In all other circumstances, you are going to exclude it.
o See risk of abuse on page 523 of the notes.
§ 10 minutes of meeting when discussing the preference shares issues,
Company S was not the subsidiary of Company H.
§ After those 10-minute discussion, Company S becomes the subsidiary
of Company H again.
§ See the effect when it comes to financial assistance in terms of
section 44.
- Different scenarios of company groups
o Figure 1
§ Holding company holds 51% of the voting rights in subsidiary.
§ Subsidiary in terms of control over voting rights.
o Figure 2
§ A Ltd who holds 51% of the voting rights in B Ltd and also control the
board of C Ltd (right to appoint two out of the five directors but those
two directors have the majority voting rights).
§ Both B Ltd and C Ltd are therefore subsidiaries of A Ltd.
§ B Ltd holds 27% of the voting rights in D Ltd through a nominee, K.
§ C Ltd holds 24% of the voting rights in D Ltd.
§ D Ltd will be a subsidiary of A Ltd only because section 3(1)(a)
provides that a company is a subsidiary of another juristic person if
that juristic person, one or more other subsidiaries of that juristic
person, alone or in any combination, directly or indirectly control the
exercise of the majority of general voting rights.

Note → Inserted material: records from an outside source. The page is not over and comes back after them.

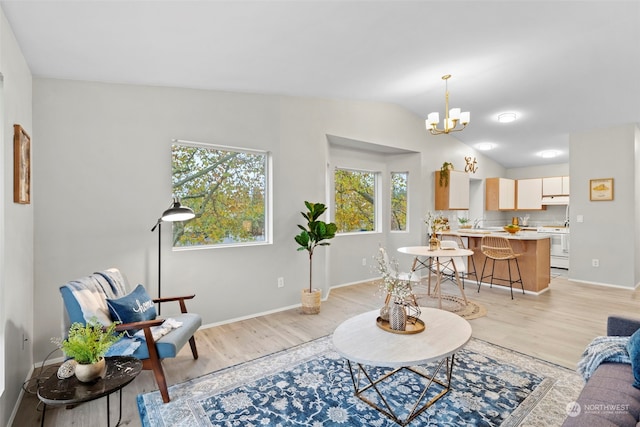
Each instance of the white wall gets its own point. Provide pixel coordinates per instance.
(609, 231)
(16, 227)
(104, 178)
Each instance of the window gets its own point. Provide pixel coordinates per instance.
(399, 201)
(355, 194)
(226, 188)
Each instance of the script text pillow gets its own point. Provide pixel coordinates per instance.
(633, 347)
(134, 307)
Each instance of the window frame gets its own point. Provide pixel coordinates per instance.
(377, 208)
(407, 222)
(268, 197)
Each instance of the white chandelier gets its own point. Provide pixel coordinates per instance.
(452, 118)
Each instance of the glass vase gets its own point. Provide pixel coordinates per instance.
(397, 316)
(434, 243)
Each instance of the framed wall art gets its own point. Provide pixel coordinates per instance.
(601, 189)
(21, 166)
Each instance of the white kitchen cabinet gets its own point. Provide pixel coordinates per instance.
(529, 194)
(454, 195)
(500, 194)
(555, 186)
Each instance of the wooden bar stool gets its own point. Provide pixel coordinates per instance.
(498, 248)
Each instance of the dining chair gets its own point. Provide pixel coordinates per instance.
(470, 265)
(498, 248)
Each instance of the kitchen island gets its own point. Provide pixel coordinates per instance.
(535, 262)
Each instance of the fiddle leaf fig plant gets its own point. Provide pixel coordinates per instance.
(315, 233)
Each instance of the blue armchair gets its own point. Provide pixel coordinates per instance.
(101, 294)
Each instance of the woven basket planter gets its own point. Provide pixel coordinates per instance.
(311, 301)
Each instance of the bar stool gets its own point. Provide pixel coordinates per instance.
(498, 248)
(471, 264)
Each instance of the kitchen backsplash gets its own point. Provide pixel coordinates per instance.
(553, 215)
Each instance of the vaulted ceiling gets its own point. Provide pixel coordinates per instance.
(562, 66)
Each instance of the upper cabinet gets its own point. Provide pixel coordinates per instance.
(500, 194)
(529, 194)
(555, 186)
(455, 194)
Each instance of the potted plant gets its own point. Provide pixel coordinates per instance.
(314, 234)
(444, 173)
(464, 222)
(87, 345)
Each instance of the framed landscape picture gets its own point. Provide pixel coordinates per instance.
(21, 166)
(601, 189)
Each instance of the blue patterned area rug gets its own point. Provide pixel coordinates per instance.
(310, 385)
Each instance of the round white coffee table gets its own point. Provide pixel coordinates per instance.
(363, 343)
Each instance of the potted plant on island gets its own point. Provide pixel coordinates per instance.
(87, 345)
(312, 235)
(444, 173)
(464, 222)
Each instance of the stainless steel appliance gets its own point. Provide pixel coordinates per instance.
(559, 245)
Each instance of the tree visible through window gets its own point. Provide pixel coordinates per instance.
(355, 194)
(399, 201)
(226, 188)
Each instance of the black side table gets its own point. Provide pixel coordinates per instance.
(121, 370)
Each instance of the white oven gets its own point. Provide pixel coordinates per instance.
(559, 245)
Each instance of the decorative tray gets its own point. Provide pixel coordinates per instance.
(414, 326)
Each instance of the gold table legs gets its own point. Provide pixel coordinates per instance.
(361, 385)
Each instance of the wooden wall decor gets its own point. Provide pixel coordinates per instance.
(21, 166)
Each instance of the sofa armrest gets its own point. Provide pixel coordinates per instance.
(622, 326)
(180, 299)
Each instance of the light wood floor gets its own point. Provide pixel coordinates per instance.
(554, 326)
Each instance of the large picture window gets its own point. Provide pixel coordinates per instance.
(399, 182)
(226, 188)
(355, 196)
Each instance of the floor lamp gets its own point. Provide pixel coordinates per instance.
(176, 212)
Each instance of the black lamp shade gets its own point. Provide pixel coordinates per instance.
(177, 212)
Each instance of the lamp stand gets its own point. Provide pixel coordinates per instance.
(159, 226)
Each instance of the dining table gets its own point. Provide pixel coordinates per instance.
(434, 260)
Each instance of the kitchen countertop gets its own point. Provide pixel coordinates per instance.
(520, 235)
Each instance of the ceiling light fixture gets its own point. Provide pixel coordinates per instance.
(549, 154)
(507, 117)
(485, 146)
(452, 118)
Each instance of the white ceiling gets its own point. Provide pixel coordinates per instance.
(563, 66)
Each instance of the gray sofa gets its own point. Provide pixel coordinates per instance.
(609, 398)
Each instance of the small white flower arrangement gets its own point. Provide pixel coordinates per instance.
(436, 222)
(399, 289)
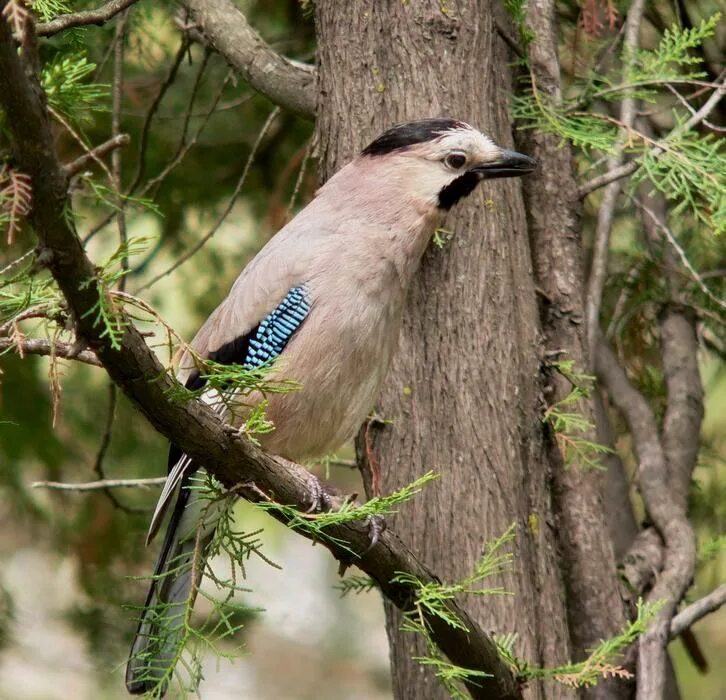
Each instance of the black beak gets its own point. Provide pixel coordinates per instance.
(509, 164)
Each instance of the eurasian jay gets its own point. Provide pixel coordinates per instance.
(325, 295)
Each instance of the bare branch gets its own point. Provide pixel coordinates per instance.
(100, 485)
(233, 198)
(286, 83)
(667, 514)
(695, 611)
(661, 226)
(76, 166)
(595, 608)
(192, 426)
(99, 17)
(606, 211)
(630, 167)
(40, 346)
(684, 408)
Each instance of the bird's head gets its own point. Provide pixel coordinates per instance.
(442, 160)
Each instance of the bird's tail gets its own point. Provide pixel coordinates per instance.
(160, 636)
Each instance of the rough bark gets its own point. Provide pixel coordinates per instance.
(462, 393)
(194, 427)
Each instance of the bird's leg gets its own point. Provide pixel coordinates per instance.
(375, 420)
(376, 527)
(320, 500)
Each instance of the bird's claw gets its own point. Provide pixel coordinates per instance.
(376, 527)
(320, 499)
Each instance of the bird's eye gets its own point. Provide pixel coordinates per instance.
(455, 160)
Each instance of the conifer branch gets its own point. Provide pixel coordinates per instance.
(288, 84)
(630, 167)
(192, 426)
(99, 17)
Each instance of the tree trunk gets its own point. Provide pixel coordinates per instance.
(463, 392)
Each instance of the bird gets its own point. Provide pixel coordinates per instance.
(322, 301)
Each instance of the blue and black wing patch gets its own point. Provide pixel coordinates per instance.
(261, 345)
(276, 329)
(267, 340)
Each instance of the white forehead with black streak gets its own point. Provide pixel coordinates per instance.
(434, 157)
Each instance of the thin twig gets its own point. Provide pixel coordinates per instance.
(14, 263)
(79, 139)
(679, 250)
(287, 83)
(606, 211)
(116, 102)
(98, 17)
(77, 165)
(667, 515)
(144, 140)
(233, 198)
(184, 145)
(100, 485)
(630, 167)
(695, 611)
(40, 346)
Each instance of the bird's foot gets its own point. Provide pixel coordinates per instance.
(320, 500)
(376, 527)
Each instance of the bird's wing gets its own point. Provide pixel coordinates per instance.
(252, 326)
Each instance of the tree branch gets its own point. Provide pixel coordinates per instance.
(606, 210)
(39, 346)
(695, 611)
(74, 167)
(630, 167)
(595, 609)
(667, 514)
(100, 485)
(98, 17)
(286, 83)
(192, 426)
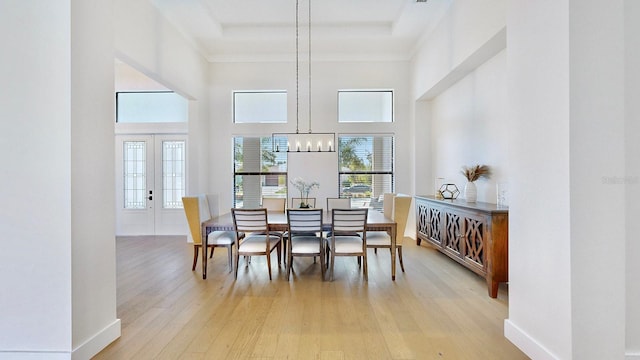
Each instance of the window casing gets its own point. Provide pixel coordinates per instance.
(366, 168)
(258, 171)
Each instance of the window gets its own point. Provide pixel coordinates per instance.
(151, 107)
(365, 106)
(258, 171)
(366, 168)
(251, 107)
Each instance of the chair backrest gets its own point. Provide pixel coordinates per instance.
(338, 203)
(348, 221)
(250, 220)
(387, 205)
(196, 208)
(274, 204)
(304, 221)
(401, 209)
(295, 202)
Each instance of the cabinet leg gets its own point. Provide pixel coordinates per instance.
(493, 288)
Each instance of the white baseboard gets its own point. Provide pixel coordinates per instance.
(34, 355)
(98, 342)
(526, 343)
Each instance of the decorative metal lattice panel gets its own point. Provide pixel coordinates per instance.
(422, 220)
(453, 231)
(434, 225)
(474, 237)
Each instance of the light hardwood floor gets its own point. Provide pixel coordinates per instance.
(436, 310)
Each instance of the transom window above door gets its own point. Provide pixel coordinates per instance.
(151, 107)
(365, 106)
(255, 107)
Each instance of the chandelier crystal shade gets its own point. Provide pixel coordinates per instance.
(310, 141)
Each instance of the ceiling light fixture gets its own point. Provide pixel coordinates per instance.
(310, 141)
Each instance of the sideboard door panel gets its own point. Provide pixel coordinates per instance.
(475, 238)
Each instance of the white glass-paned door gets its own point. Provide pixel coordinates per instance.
(135, 174)
(173, 173)
(150, 184)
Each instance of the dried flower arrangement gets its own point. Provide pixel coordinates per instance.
(476, 172)
(304, 188)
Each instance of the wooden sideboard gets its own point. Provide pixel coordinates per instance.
(475, 235)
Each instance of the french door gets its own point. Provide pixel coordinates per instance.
(150, 183)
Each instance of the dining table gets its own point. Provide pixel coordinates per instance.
(277, 221)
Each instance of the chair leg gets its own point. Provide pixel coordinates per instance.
(269, 263)
(237, 262)
(230, 257)
(364, 266)
(289, 265)
(195, 257)
(322, 264)
(333, 263)
(279, 253)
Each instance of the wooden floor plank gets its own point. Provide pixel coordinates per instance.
(436, 310)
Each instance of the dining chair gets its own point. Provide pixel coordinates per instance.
(344, 224)
(305, 236)
(274, 204)
(401, 205)
(338, 203)
(196, 209)
(296, 202)
(253, 236)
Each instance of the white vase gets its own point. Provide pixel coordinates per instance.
(470, 192)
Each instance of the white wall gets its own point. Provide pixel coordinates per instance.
(35, 255)
(596, 123)
(632, 144)
(93, 262)
(463, 30)
(327, 79)
(565, 90)
(57, 261)
(469, 126)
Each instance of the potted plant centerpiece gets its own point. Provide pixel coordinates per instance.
(472, 174)
(304, 188)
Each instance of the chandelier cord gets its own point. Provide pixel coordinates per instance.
(309, 66)
(297, 71)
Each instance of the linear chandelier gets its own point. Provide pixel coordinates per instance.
(310, 141)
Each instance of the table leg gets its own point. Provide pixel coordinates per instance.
(204, 253)
(393, 251)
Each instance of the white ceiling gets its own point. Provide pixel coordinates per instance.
(245, 30)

• A Ltd voting rights in D Ltd = 27% of B Ltd + 24% of C Ltd = 51%
o Figure 3
§ A Ltd hold 51% of voting rights in B Ltd.
§ A Ltd hold 51% of voting rights in C Ltd.

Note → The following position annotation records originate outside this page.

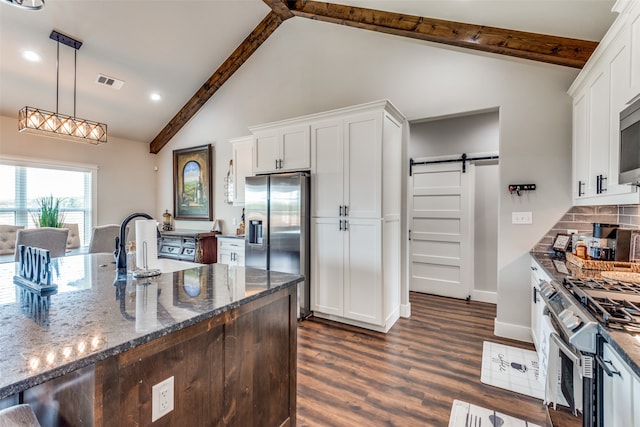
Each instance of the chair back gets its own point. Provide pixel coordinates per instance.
(52, 239)
(103, 238)
(8, 238)
(73, 240)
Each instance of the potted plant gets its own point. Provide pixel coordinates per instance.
(50, 214)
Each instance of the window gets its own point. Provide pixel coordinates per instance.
(24, 182)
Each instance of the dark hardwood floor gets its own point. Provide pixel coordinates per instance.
(410, 376)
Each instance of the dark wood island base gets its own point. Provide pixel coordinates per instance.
(236, 369)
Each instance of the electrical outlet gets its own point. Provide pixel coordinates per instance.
(162, 399)
(521, 218)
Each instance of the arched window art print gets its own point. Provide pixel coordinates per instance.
(192, 184)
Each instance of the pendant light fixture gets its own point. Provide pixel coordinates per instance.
(27, 4)
(47, 123)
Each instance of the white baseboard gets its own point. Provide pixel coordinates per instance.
(485, 296)
(508, 330)
(405, 310)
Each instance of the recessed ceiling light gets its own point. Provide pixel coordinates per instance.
(31, 56)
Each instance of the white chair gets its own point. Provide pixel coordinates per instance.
(8, 238)
(73, 240)
(52, 239)
(103, 238)
(18, 415)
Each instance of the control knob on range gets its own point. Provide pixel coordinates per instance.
(547, 290)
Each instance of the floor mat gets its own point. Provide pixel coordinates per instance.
(511, 368)
(464, 414)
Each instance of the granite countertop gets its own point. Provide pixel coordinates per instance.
(95, 314)
(626, 344)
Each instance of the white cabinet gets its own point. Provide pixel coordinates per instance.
(230, 251)
(281, 149)
(356, 187)
(620, 391)
(242, 155)
(347, 166)
(599, 93)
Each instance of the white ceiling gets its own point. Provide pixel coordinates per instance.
(173, 46)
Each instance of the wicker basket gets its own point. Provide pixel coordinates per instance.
(593, 264)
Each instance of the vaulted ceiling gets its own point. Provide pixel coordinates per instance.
(186, 50)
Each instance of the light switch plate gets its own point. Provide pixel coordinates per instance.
(521, 218)
(162, 399)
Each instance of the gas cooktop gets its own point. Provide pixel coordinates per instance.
(615, 304)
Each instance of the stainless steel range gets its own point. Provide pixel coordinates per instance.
(577, 308)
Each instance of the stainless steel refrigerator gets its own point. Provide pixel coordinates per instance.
(277, 212)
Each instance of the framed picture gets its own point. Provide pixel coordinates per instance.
(192, 184)
(561, 242)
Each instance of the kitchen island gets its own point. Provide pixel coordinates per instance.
(90, 353)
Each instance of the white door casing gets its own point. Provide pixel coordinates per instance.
(441, 226)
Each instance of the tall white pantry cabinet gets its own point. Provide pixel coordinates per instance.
(356, 163)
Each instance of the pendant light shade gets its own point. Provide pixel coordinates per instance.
(27, 4)
(47, 123)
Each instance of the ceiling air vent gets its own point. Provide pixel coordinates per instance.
(109, 81)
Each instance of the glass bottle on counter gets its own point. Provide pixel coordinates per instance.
(131, 257)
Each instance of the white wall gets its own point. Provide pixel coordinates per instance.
(308, 66)
(126, 179)
(475, 133)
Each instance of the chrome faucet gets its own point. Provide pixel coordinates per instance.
(120, 254)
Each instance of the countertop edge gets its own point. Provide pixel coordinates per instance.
(608, 335)
(98, 356)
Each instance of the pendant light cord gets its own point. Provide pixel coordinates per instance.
(57, 76)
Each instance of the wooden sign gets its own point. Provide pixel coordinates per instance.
(34, 268)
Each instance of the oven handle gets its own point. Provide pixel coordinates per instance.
(565, 348)
(605, 368)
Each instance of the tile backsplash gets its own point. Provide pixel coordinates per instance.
(581, 218)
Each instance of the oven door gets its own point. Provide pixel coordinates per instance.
(568, 376)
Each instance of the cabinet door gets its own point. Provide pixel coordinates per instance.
(580, 146)
(363, 273)
(634, 45)
(327, 168)
(266, 152)
(242, 166)
(598, 113)
(295, 148)
(619, 92)
(363, 171)
(617, 391)
(327, 266)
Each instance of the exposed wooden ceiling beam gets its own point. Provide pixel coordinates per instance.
(217, 79)
(538, 47)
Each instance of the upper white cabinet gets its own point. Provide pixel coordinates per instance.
(281, 148)
(600, 92)
(242, 149)
(347, 167)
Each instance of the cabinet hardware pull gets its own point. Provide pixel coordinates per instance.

§ B Ltd holds 25% of voting rights in D Ltd.
§ C Ltd holds 21% of voting rights in D Ltd.
§ A Ltd hold 7% of voting rights in D Ltd.
§ D Ltd will be a subsidiary of A Ltd only because section 3(1)(a)
provides that a company is a subsidiary of another juristic person if

, that juristic person, one or more other subsidiaries of that juristic
person, alone or in any combination, directly or indirectly control the
exercise of the majority of general voting rights.
• A Ltd voting rights in D Ltd = 7% of A Ltd + 25% of B Ltd + 21%
of C Ltd = 53%
o Figure 4
§ A Ltd hold 51% of voting rights in B Ltd.
§ B Ltd holds 51% of voting rights in C Ltd.
§ C Ltd holds 51% of voting rights in D Ltd.
§ Obviously, B Ltd will be the subsidiary of A Ltd but so too will C Ltd
and D Ltd. Once company can have more than one subsidiary/holding
company.
§ A Ltd has three subsidiaries. D Ltd has three holding companies.
§ If, C Ltd only held 47% of voting rights in D Ltd, then the chain would
be broken. D Ltd will no longer be a subsidiary of C Ltd. Thus, D Ltd
cannot be a subsidiary of B Ltd or A Ltd.

Related persons

- Problem:
o Holding companies and subsidiaries is not the only way that funds can be
diverted out of a company.
o Could also be done through relationships other than holding company and
subsidiaries.
o The new act therefore introduced the concept of related and inter-related
persons as provided for in section 2.
- What type of relationships are possible?
1. Individual to individual
o Section 2(1)(a)(i): Persons who are married or lives together in a relationship
similar to a marriage.
o Section 2(1)(a)(ii): Persons separated by no more than two degrees of natural
or adopted consanguinity or affinity.
§ From the perspective of a child, it would include their parents and
grandparents but will not go further than grandparent towards, for
example, an aunt and a first cousin.
2. Individual to juristic person
o Section 2(1)(b): An individual is related to a juristic person if the individual
directly or indirectly controls the juristic person as determined in accordance
with subsection (2).
o When will there be control?
§ Section 2(2): For the purpose of subsection (1), a person (natural
person or juristic person) controls a juristic person when:
• Section 2(2)(a) – Where the juristic person is a company
o Section 2(2)(a)(i): Where the company is a subsidiary of
the person in terms of section 3(1)(a).